Na lato w tym roku nie ma co narzekać, były prawdziwe upały, gorące noce i w dzień temperatura sięgająca 40 stopni. Wszyscy, którzy wybrali jako kierunek tych wakacji Polskę, skorzystali. Oczywiście znaleźli się i tacy, którzy na ten upał narzekali, psioczyli i marzyli, żeby już się skończył, żeby nadeszła mokra jesień i szarówka, bo wtedy to już wszyscy narzekają i statystyczny Polak czuje się swojsko.

Jestem nad morzem, jak zwykle, co roku, choć na chwilę lubię zajrzeć nad Bałtyk. I jak co roku, chociaż woda nadal ma poniżej 10 stopni, piasek jest zimny, a dzisiaj nawet padał deszcz, nie mogę się przestać zachwycać. Jak tu pięknie! Te nasze plaże to perełka! Takiej plaży nie ma ani w modnej Chorwacji, ani w Turcji, ani nad Adriatykiem. Nawet jedno z piękniejszych miejsc na ziemi jakie kiedykolwiek widziałam – Nicea – może nam naszej szerokiej, piaszczystej plaży z białym piaskiem, pozazdrościć. Czy Ty wiesz, że w takiej Nicei sobie na piasku, na kocu nie poleżysz? Bo go nie ma, są kamienie!

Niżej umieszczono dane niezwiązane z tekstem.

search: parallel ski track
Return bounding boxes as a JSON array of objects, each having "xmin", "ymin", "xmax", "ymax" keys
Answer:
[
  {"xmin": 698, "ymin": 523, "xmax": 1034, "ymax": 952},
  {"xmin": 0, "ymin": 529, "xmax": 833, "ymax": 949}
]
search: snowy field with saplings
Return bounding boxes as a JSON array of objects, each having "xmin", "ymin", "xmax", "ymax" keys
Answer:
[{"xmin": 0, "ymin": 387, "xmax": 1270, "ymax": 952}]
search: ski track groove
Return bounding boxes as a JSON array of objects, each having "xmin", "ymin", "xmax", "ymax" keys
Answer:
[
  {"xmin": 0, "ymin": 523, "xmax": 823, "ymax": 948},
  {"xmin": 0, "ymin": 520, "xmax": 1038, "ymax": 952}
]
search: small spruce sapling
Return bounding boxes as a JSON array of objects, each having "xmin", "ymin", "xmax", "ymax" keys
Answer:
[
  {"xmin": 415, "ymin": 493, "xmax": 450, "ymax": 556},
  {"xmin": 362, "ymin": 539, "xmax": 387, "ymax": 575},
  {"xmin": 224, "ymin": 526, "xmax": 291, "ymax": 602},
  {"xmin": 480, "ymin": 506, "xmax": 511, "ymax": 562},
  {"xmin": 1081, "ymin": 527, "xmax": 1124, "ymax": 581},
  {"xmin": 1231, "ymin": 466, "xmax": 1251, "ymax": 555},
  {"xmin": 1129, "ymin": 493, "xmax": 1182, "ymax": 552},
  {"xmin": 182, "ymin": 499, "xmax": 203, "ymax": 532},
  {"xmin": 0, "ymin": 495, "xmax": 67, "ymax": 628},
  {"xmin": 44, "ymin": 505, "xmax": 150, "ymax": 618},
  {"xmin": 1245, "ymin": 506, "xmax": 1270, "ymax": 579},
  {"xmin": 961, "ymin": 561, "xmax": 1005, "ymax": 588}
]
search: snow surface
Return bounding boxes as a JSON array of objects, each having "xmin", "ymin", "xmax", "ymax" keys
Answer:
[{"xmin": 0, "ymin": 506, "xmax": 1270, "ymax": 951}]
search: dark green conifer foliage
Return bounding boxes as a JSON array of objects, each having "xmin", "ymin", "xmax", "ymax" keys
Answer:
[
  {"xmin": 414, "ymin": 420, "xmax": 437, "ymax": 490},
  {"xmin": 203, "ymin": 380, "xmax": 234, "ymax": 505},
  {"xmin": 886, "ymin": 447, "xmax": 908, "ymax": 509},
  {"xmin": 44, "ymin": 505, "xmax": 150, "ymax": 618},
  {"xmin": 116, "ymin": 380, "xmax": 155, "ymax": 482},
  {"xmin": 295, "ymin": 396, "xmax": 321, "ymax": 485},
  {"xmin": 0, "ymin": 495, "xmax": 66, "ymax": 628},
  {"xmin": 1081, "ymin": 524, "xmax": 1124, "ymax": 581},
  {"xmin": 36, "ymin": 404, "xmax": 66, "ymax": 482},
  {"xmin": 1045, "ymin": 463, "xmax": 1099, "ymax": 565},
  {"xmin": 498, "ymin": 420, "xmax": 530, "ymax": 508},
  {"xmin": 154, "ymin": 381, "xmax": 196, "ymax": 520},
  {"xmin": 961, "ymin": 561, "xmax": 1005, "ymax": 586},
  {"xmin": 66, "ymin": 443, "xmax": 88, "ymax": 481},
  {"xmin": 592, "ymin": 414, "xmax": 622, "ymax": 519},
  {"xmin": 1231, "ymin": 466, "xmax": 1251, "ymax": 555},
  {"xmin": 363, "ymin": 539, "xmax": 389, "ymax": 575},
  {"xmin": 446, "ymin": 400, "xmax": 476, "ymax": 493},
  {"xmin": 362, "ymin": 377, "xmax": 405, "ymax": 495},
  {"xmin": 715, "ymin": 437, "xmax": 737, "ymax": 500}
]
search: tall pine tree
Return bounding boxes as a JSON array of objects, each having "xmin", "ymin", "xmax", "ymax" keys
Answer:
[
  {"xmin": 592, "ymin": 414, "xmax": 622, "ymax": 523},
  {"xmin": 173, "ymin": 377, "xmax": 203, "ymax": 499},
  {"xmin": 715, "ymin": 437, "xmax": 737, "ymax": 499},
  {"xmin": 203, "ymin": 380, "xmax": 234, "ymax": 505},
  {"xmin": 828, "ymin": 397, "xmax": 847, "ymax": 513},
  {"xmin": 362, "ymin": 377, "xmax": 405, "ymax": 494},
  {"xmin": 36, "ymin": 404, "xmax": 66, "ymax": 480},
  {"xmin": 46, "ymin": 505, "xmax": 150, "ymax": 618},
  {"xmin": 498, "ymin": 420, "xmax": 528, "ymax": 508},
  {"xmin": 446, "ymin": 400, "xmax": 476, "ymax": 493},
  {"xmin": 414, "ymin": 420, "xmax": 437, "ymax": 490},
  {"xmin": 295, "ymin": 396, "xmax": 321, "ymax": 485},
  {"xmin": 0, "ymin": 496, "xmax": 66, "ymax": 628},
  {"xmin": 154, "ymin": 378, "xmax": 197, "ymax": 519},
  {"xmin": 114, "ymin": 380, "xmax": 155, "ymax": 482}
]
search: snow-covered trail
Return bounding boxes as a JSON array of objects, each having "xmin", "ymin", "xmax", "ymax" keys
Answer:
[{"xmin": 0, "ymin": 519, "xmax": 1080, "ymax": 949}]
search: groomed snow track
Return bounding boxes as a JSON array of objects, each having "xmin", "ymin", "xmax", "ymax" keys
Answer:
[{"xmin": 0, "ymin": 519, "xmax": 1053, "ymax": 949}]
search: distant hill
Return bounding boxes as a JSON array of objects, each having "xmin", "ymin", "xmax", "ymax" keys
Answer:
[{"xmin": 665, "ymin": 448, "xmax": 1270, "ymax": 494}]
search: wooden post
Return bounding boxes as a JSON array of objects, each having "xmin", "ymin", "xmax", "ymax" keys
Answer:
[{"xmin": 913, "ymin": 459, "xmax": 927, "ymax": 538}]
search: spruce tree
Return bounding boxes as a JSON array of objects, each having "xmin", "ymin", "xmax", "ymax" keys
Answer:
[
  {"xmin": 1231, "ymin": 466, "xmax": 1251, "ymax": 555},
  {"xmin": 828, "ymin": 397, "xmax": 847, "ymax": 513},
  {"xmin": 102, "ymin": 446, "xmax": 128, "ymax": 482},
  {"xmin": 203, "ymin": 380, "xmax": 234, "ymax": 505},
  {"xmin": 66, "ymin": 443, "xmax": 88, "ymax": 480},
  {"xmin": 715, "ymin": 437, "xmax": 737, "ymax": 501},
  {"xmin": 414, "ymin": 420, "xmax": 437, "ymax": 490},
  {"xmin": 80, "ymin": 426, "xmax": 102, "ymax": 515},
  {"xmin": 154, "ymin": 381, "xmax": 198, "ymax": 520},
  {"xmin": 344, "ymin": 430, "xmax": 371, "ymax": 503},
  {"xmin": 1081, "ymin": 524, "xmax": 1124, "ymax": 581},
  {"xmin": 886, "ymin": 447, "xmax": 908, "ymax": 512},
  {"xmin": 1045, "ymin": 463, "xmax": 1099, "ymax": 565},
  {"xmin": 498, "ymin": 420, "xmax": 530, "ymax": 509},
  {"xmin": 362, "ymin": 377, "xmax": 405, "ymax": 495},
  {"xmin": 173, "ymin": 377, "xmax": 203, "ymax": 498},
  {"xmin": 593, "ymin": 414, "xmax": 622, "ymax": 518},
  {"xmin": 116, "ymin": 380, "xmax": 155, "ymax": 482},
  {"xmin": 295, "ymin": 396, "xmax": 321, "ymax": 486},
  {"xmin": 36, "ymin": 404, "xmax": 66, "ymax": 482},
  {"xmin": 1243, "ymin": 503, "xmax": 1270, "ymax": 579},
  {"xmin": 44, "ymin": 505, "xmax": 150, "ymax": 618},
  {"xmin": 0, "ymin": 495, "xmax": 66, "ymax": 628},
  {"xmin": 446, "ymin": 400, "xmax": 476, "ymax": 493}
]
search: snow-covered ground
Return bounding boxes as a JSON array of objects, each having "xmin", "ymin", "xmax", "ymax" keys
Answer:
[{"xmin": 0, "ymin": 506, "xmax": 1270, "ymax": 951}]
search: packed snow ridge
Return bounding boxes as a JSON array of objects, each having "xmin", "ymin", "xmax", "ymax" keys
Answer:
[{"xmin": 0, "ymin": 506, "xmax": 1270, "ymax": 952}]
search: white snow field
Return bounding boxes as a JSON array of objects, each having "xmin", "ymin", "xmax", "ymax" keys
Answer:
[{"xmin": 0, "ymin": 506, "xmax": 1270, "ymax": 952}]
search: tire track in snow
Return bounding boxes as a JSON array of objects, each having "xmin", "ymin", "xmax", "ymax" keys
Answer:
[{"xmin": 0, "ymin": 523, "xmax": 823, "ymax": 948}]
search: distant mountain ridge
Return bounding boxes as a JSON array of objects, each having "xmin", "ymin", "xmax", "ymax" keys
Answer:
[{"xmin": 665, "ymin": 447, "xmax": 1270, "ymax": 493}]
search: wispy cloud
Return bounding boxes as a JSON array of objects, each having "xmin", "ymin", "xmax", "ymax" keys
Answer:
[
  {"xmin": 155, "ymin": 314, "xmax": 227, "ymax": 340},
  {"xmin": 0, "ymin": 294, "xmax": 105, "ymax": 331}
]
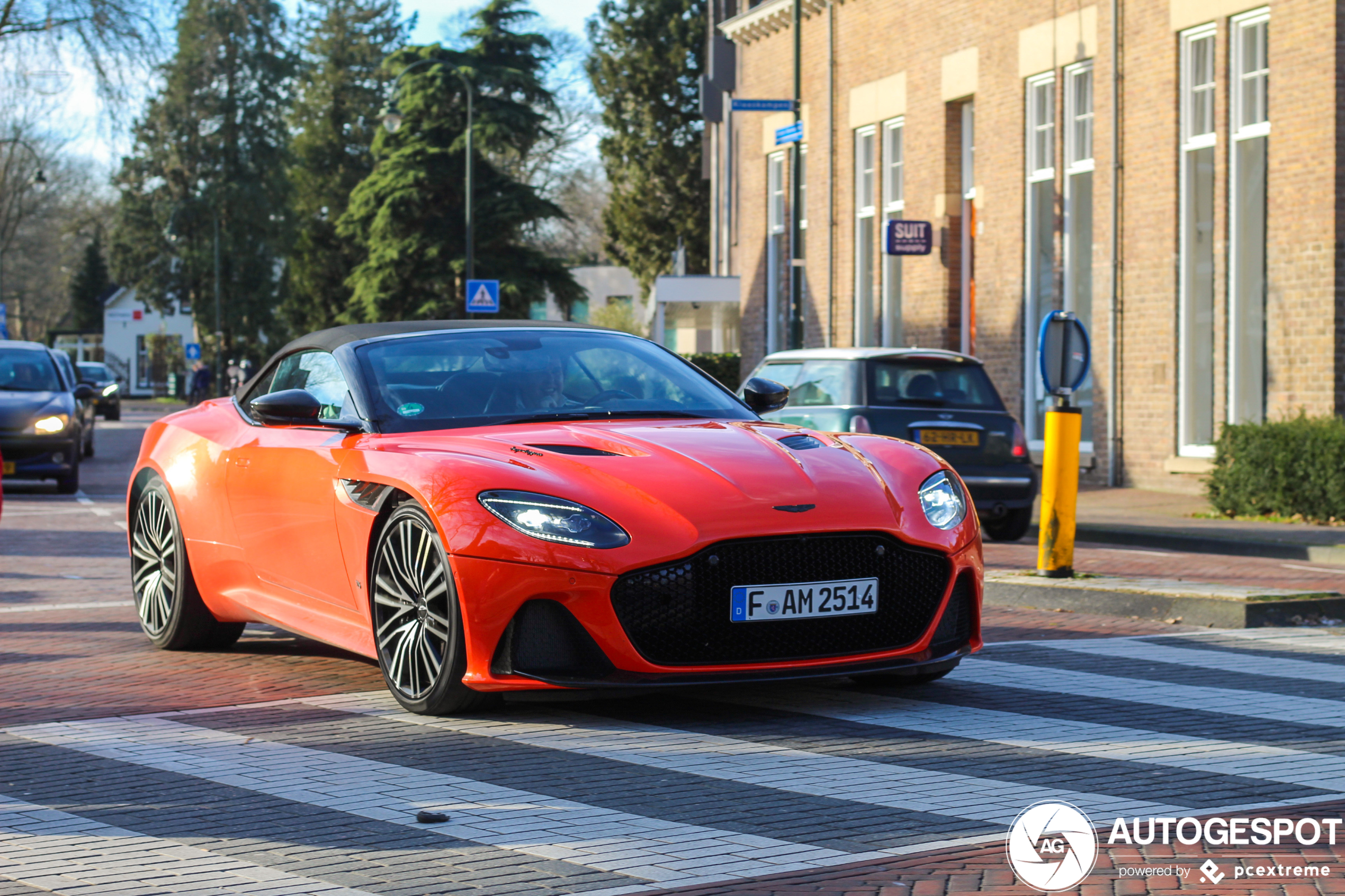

Codziennie biegając przemierzam około 10 km deptaku w okolicach Sianożętów. Krzaki są niemiłosiernie zasyfione. Ale co się dziwić? Na mojej trasie NIE MA ANI JEDNEGO TOI TOI-a, ani jednej publicznej toalety. Więc ja się pytam – gdzie ma lecieć matka z dzieckiem, które nagle woła SIKU!!!!!! Leci w krzaki, bo niestety nie ma wyjścia. Tak samo zrobi Pan Marian, który do swojego pokoju ma od plaży kilometr. To jest fizjologia i niestety, w przypadku małych dzieci, potrzeby pojawiają się nagle i muszą zostać natychmiast zaspokojone. Nie wińmy więc malucha, czy jego mamy, a władze, które zdają się zapominać, że przyjdzie pora tego gofra wydalić i jeśli nie postawią toalety, to znajdzie się on na wydmach.

Kolejny aspekt – parawaning. To nie wina Polaków, że w końcu był upał, a na wybrzeże gnały dzikie tłumy. Ja wybrałam małą wioskę, bo przecież mam wybór! Nie pchałam się do kurortów, a nawet jeśli w nich bywam, wybieram miejsca oddalone od centrum. Byłam i na Lazurowym Wybrzeżu i we Włoszech, w Miami i w Meksyku. Kochani, plaże miejskie są zatłoczone na całym świecie, nawet w Sydney, choć w tym mieście jest ich ponad 300!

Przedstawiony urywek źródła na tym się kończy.